ROC-AUC: построение и интерпретация
ROC-AUC: построение и интерпретация
Ответить самому
Сначала сформулируйте ответ как на собеседовании, затем откройте разбор и оцените себя.
Короткий ответ
Sweep the classification threshold, plot TPR against FPR, and take the area under that curve. ROC-AUC is the probability that a random positive gets a higher score than a random negative.
Полный разбор
For every threshold on the model score, compute true positive rate and false positive rate. Plot FPR on the x-axis and TPR on the y-axis. The area under this curve is ROC-AUC.
The ranking interpretation is usually the cleanest: ROC-AUC equals the probability that a randomly chosen positive example receives a higher score than a randomly chosen negative example, with ties handled according to the implementation.
ROC-AUC is threshold-independent and useful for comparing ranking quality, but it can be misleading under heavy class imbalance or when the business cares about a narrow high-precision operating region.
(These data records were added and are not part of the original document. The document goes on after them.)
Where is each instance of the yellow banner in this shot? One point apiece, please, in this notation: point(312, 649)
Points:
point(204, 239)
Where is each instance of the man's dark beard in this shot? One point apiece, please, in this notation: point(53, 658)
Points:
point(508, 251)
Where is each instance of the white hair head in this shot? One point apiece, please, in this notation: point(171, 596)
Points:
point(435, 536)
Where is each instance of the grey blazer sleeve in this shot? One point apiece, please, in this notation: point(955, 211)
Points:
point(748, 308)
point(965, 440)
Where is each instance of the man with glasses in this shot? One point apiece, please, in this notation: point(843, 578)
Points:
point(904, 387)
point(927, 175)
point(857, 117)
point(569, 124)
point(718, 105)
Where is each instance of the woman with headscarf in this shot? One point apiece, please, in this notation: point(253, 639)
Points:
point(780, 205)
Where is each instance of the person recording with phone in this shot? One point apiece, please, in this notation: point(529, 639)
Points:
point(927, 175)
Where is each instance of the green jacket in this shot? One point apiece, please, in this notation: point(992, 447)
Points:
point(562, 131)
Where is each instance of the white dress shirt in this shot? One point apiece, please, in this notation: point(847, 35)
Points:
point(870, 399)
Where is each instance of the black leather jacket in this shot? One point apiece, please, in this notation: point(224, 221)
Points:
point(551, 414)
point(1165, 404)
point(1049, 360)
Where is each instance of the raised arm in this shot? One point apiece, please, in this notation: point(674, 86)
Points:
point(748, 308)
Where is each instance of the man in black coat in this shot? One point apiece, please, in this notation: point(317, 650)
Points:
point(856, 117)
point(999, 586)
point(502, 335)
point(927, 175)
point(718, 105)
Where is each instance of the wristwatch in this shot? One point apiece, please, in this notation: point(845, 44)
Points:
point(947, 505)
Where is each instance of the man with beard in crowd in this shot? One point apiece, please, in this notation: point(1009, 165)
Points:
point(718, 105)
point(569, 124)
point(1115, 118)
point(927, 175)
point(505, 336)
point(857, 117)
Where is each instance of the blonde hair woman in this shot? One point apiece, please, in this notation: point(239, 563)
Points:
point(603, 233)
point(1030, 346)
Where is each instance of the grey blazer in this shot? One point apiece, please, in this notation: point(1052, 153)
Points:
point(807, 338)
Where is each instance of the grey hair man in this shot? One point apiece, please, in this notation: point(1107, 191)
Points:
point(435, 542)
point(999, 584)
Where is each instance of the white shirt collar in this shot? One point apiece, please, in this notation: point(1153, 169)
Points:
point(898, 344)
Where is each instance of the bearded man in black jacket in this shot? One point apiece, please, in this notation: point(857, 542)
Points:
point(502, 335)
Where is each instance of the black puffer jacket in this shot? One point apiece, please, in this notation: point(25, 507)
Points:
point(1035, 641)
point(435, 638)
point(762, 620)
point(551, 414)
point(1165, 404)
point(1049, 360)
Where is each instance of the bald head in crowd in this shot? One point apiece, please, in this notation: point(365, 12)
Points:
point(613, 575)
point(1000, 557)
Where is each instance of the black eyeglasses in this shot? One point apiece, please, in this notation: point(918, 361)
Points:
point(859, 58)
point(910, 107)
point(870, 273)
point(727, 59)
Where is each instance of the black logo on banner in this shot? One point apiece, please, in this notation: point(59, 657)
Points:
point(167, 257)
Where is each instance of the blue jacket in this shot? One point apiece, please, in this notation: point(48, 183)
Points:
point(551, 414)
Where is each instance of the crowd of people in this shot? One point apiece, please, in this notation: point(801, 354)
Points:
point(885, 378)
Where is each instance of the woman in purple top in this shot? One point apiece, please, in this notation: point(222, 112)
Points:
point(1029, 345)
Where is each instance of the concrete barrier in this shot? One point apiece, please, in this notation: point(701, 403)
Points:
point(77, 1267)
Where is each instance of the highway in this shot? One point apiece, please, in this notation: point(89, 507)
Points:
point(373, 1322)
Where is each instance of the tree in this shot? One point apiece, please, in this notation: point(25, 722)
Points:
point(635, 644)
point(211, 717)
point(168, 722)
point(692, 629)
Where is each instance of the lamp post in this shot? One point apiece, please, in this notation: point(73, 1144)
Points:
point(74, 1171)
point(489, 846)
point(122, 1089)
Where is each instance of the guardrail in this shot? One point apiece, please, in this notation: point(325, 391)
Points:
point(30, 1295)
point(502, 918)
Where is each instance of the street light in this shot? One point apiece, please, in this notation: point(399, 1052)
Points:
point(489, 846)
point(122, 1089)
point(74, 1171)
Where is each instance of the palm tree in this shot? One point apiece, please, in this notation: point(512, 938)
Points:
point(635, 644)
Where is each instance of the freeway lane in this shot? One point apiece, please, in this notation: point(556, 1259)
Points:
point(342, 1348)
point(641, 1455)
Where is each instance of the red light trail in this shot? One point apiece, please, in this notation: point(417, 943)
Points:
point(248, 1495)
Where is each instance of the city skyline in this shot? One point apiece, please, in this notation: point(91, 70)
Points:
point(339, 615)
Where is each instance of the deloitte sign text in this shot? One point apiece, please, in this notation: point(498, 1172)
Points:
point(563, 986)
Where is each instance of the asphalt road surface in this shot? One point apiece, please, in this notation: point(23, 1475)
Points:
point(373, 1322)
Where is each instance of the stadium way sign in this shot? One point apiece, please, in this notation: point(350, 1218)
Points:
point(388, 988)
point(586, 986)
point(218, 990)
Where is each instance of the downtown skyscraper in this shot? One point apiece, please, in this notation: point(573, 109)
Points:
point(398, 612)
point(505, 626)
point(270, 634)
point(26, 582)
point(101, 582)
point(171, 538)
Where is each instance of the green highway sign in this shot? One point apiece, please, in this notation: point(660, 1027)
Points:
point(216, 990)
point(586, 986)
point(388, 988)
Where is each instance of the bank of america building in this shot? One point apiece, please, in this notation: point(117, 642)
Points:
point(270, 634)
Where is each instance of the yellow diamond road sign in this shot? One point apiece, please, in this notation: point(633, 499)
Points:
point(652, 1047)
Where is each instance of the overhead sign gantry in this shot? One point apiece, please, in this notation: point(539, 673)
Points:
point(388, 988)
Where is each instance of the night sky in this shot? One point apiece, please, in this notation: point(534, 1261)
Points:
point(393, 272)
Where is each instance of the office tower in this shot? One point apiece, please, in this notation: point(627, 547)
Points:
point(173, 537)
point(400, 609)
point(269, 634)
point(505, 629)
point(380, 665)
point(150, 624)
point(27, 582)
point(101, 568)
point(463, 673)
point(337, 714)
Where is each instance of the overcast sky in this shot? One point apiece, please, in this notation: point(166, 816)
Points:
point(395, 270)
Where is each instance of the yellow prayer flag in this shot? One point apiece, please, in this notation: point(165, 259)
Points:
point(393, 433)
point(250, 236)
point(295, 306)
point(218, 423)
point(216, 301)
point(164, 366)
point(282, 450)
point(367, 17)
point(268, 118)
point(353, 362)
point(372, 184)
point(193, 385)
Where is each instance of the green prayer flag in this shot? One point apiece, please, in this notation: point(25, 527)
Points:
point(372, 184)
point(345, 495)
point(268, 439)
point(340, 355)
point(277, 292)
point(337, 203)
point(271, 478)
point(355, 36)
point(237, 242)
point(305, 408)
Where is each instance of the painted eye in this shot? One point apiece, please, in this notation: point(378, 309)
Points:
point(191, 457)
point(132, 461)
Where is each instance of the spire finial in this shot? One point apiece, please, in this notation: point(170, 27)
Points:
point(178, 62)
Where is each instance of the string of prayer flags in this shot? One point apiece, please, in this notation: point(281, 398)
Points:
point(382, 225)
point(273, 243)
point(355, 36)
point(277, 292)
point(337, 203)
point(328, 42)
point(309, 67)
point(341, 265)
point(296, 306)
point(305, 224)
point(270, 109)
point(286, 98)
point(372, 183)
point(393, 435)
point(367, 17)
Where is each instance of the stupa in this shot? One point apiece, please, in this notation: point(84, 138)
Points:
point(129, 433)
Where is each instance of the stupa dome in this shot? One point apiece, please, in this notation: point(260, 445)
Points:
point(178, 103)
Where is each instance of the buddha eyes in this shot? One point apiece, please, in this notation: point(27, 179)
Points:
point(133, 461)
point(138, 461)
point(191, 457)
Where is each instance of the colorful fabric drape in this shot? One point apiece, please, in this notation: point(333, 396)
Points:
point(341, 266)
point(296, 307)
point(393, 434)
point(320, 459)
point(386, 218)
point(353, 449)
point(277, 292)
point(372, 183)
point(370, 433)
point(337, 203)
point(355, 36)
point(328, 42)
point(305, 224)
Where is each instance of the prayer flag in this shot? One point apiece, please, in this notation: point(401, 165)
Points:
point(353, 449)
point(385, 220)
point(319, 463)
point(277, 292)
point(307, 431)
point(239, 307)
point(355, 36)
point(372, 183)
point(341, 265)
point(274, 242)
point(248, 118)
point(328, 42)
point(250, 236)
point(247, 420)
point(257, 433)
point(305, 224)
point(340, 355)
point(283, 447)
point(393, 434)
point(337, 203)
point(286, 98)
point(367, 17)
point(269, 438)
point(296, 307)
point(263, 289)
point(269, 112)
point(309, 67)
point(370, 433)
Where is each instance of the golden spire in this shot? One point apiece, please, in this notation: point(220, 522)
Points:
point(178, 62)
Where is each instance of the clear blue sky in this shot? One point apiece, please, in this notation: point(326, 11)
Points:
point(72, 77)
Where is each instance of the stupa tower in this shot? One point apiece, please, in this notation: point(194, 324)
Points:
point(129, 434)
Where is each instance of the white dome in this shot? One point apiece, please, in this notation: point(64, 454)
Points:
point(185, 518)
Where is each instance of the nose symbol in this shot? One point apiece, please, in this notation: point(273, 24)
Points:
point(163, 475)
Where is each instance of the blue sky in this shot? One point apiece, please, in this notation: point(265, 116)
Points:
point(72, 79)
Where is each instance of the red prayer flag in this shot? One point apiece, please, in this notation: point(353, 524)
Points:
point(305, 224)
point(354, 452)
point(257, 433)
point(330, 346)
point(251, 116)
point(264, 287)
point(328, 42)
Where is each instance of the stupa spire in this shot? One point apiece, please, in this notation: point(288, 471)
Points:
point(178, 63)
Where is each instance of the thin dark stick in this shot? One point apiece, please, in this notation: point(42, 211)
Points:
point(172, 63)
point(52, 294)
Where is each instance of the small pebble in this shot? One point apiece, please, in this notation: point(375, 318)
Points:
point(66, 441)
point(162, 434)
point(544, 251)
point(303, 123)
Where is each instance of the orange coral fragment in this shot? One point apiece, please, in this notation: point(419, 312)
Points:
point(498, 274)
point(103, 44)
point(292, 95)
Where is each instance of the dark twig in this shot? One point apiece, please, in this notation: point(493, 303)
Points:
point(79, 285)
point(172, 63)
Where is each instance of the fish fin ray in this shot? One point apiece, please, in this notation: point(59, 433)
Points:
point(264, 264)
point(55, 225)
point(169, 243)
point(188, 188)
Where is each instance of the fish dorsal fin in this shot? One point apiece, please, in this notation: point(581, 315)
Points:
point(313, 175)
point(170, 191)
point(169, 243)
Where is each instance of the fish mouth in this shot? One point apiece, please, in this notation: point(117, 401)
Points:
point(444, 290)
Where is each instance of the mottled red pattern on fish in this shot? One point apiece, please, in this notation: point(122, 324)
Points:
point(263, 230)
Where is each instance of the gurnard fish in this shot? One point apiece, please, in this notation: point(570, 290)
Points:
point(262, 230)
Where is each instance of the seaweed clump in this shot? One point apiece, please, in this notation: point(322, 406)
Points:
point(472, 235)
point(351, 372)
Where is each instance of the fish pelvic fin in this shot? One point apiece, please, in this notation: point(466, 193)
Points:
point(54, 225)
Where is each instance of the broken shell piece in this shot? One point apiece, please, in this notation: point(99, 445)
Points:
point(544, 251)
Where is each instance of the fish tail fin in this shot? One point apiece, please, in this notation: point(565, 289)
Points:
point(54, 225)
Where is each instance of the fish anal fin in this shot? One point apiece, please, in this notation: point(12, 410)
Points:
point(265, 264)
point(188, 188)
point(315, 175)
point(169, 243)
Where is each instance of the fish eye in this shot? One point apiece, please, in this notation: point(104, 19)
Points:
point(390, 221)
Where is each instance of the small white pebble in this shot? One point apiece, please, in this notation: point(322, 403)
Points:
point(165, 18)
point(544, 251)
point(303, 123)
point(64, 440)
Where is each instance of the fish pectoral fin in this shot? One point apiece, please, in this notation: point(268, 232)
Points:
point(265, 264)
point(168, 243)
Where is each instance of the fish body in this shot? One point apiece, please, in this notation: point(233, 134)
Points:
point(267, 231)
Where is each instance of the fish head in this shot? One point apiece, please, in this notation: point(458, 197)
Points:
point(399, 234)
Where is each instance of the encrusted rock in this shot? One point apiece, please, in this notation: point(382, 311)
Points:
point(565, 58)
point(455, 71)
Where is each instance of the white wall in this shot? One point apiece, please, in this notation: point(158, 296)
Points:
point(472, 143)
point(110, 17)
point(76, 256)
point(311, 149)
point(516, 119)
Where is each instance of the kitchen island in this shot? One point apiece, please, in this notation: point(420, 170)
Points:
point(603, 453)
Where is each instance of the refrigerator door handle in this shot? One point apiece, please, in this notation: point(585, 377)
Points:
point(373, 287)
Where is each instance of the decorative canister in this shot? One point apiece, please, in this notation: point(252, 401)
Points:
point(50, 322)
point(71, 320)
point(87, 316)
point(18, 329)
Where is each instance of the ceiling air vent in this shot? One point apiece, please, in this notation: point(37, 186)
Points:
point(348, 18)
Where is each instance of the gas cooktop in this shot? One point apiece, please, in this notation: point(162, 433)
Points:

In those cases also inspect PR-AUC, precision/recall at a target threshold and calibration.
Теория
ROC-AUC measures ranking quality over all thresholds, not calibrated probability quality at one threshold.
Типичные ошибки
- Confuse ROC-AUC with accuracy.
- Forget FPR is FP / all negatives.
- Use ROC-AUC alone for rare-event decisions.
Как отвечать на собеседовании
- State the pairwise probability interpretation.
- Mention PR-AUC for imbalanced problems.